The process ID's increase with every iteration. Does this mean that there is constantly a new process generated? Doesn't this generate a huge overhead? How can I avoid that? Is there a possibility of creating within the whole for-loop 8 different processes and just update them with the data?
Does the way I share the coefficients U amongst the processes slow the calculation down? Is there another, better way of doing this?
Would a Pool of processes be better?
I am really thankful for any sort of help! I have started working with Python a month ago, and am pretty lost now.
Engin
Every time you create a Process you are creating a new process. If you're doing that within your for loop, then yes, you are starting new processes every time through the loop. It sounds like what you want to do is initialize your Queue and Processes outside of the loop, then fill the Queue inside the loop.

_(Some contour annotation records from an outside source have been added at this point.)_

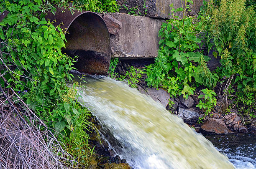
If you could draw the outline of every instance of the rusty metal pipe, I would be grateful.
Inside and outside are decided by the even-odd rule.
[[[62,11],[64,11],[62,12]],[[66,48],[62,53],[74,58],[78,55],[74,67],[79,72],[105,75],[110,59],[110,42],[108,28],[102,18],[92,12],[76,11],[73,15],[67,9],[58,9],[55,15],[45,17],[55,20],[55,26],[62,23],[67,28]]]

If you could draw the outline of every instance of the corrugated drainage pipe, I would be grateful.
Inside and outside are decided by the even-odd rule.
[[[110,38],[100,16],[84,11],[76,11],[72,15],[68,10],[58,9],[55,15],[49,13],[45,18],[55,20],[55,26],[63,23],[61,28],[67,29],[66,48],[62,51],[72,57],[79,56],[74,67],[81,72],[107,74],[110,59]]]

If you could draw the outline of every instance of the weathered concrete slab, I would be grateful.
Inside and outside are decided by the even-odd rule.
[[[164,20],[119,13],[110,15],[122,23],[116,35],[110,35],[111,57],[150,58],[157,56],[158,32]]]
[[[191,15],[195,15],[199,11],[200,7],[202,5],[203,1],[203,0],[194,0],[193,5],[189,4],[192,11]],[[128,7],[135,7],[137,6],[142,16],[161,19],[172,18],[172,15],[169,15],[171,14],[172,10],[169,5],[173,4],[175,8],[182,7],[182,5],[184,6],[185,5],[184,1],[182,1],[183,3],[182,4],[181,0],[146,0],[145,8],[144,5],[144,1],[143,0],[117,0],[117,1],[121,6],[120,12],[121,13],[128,13],[129,12],[125,9],[123,5],[126,5]],[[145,13],[146,9],[148,10],[146,14]],[[138,11],[135,8],[133,8],[133,10],[136,12]],[[181,17],[181,13],[180,13],[179,15]]]

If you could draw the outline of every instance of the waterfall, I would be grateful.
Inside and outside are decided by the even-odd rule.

I've used multiprocessing.Pool before, and it's useful, but it doesn't offer much over what you've already implemented with a Queue.
Eventually, this all boils down to one question: Is it possible to start processes outside of the main for-loop, and for every iteration, feed the updated variables in them, have them processing the data, and collecting the newly calculated data from all of the processes, without having to start new processes every iteration?